I've never seen a Phrag put out another leaf within the last one so small, it's always been a sheath.


----------



## kentuckiense (May 6, 2007)

Heather said:


> Sheath!
> 
> I've never seen a Phrag put out another leaf within the last one so small, it's always been a sheath.


Yeah, that was the thing that made me wonder. The next oldest leaf is so tiny. Still, with my luck, it'll be a leaf.


----------



## Rick (May 6, 2007)

Heather said:


> Sheath!
> 
> I've never seen a Phrag put out another leaf within the last one so small, it's always been a sheath.



I'm with Heather on this.

Also if lindleyanum is in the parentage, their sheaths tend to be like this.

Sometimes its more like a "pre sheath".


----------



## lienluu (May 6, 2007)

It's a shleaf.


----------



## Rick (May 6, 2007)

lienluu said:


> It's a shleaf.


 I like that!


----------



## Jon in SW Ohio (May 6, 2007)

Looks like it'll develop into a sheath to me.

Jon


----------



## kentuckiense (May 6, 2007)

Yeah, that'd be awesome if this developed into a sheath.

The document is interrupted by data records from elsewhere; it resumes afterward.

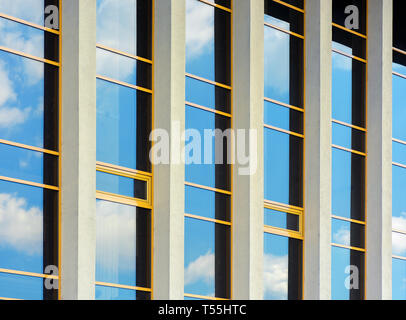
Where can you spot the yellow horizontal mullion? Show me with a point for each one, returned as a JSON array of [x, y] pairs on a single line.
[[214, 83], [124, 84], [216, 5], [30, 24], [195, 185], [349, 150], [284, 30], [284, 104], [24, 146], [197, 217], [289, 6], [284, 131], [194, 105], [122, 286], [122, 53], [29, 56], [348, 247], [349, 30]]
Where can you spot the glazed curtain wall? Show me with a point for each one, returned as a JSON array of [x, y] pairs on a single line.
[[124, 172], [349, 152], [283, 149], [399, 155], [208, 192], [29, 148]]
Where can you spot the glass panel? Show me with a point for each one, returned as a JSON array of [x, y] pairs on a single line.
[[207, 265], [201, 167], [27, 114], [348, 183], [120, 185], [29, 10], [398, 279], [281, 220], [208, 42], [399, 244], [399, 107], [208, 95], [207, 203], [122, 244], [348, 234], [21, 287], [123, 126], [126, 26], [24, 211], [284, 17], [399, 199], [28, 165], [283, 67], [31, 41], [283, 168], [125, 69], [347, 274], [282, 117], [282, 268], [340, 16], [108, 293], [349, 138], [348, 90]]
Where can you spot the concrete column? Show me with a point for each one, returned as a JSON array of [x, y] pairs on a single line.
[[379, 161], [78, 149], [169, 110], [318, 158], [248, 113]]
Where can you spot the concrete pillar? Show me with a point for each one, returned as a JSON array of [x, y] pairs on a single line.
[[379, 146], [248, 113], [318, 154], [78, 183], [169, 114]]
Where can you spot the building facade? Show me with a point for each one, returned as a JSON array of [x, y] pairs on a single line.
[[202, 149]]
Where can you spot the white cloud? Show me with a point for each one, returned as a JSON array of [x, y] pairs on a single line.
[[200, 269], [342, 236], [275, 276], [199, 28], [20, 225]]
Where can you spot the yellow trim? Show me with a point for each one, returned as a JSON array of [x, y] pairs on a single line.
[[284, 30], [349, 30], [284, 104], [197, 217], [124, 84], [30, 24], [289, 6], [214, 83], [29, 56], [197, 106], [122, 53]]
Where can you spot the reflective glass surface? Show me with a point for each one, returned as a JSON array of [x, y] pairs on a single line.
[[207, 266], [120, 25], [28, 114], [122, 244], [282, 268], [283, 167], [208, 42], [207, 203], [283, 67], [281, 220], [123, 126], [108, 293], [201, 167], [347, 274]]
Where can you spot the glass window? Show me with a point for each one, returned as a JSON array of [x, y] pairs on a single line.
[[207, 263], [282, 268]]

I think this cross will bloom out to be fantastic.


----------



## SlipperFan (May 6, 2007)

Sheath.

If we are right, do we win a prize???


----------



## Heather (May 6, 2007)

SlipperFan said:


> Sheath.
> 
> If we are right, do we win a prize???



Yeah! What'd we win???


----------



## Hien (May 6, 2007)

Heather said:


> Yeah! What'd we win???


 A photo of the bloom


----------



## NYEric (May 7, 2007)

Sorry, I think it's too open to be a sheath, Hope I'm wrong but..


----------



## Hien (May 7, 2007)

I think it is a sheath.
-In phrag, I think the texture of the sheath is a little bit thinner than the real leaf, I don't think it is as shiny either. and if it does not turn convex out soon , you have a spike in the making.


----------



## cdub (May 7, 2007)

I'm not quite sure if "sheath" is a proper botanical term anyway. Anyone know if it's just a colloquial term used by slipper orchid people? It's just the bract of the inflorescence, correct? And, therefore just a modified leaf. So Zach, you have another leaf.


----------



## Heather (May 7, 2007)

cdub said:


> And, therefore just a modified leaf. So Zach, you have another leaf.

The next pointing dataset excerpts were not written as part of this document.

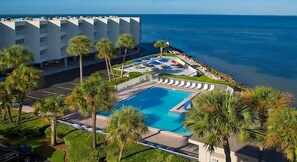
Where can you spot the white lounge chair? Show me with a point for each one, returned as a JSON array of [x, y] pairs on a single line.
[[182, 83], [199, 86], [165, 81], [188, 84], [171, 82], [160, 80], [194, 84], [211, 88], [176, 83], [205, 87]]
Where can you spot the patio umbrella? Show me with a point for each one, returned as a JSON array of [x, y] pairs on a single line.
[[136, 61], [145, 59], [154, 63], [163, 60]]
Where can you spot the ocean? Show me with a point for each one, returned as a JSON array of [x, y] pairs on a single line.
[[254, 50]]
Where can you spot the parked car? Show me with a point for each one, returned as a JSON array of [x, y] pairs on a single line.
[[15, 153]]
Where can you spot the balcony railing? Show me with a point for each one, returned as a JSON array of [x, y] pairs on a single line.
[[43, 31], [19, 32], [44, 43]]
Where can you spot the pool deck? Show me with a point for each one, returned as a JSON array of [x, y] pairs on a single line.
[[175, 141]]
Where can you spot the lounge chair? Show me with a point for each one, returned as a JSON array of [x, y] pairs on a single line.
[[211, 88], [165, 81], [194, 84], [205, 87], [171, 82], [188, 84], [182, 83], [199, 86], [176, 82], [160, 80]]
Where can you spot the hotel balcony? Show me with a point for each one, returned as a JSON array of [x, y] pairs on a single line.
[[63, 42], [63, 31], [20, 34], [43, 45], [43, 57]]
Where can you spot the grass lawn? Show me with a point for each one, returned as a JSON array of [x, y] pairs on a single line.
[[80, 149], [28, 132], [30, 126]]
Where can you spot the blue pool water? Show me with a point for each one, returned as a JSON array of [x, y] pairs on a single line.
[[155, 104]]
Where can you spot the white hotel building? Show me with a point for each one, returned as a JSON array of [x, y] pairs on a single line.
[[47, 38]]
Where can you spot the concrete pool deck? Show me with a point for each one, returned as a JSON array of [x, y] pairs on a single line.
[[175, 141]]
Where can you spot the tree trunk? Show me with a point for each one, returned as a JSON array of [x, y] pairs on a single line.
[[124, 58], [94, 128], [19, 113], [260, 149], [107, 68], [53, 128], [226, 149], [80, 68], [4, 114], [9, 114], [110, 67], [121, 152]]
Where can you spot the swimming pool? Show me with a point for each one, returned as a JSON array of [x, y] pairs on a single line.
[[155, 104]]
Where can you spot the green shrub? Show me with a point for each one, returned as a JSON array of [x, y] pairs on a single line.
[[119, 80], [134, 74], [116, 71]]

That will shortly send up an inflorescence.


----------



## Eric Muehlbauer (May 7, 2007)

Sheath......................Eric


----------



## kentuckiense (May 14, 2007)

Cofirmed. Sheath. Who knows if it has buds, though.


----------



## Marco (May 14, 2007)

Congrats Zach!


----------



## PHRAG (May 14, 2007)

kentuckiense said:


> Cofirmed. Sheath. Who knows if it has buds, though.



It doesn't. It's one of those joke sheaths.


----------



## cdub (May 14, 2007)

kentuckiense said:


> Cofirmed. Sheath. Who knows if it has buds, though.



Wouldn't the definition of a so-called "sheath" be one that has a spike and buds developing within it? Otherwise would we still call it a sheath? It would seem very unlikely that a bloom spike would develop without any buds. What would be the purpose of the spike at that point?

Now my college roommate....he had bud. Mmmmmm.....college.


----------



## NYEric (May 14, 2007)

Let's see when it's in bud.


----------



## smartie2000 (May 14, 2007)

Isn't it also called a floral bract?


----------



## cdub (May 14, 2007)

cdub said:


> It's just the bract of the inflorescence, correct? And, therefore just a modified leaf.



oke:


----------



## NYEric (Jun 28, 2007)

Bump. Well...?


----------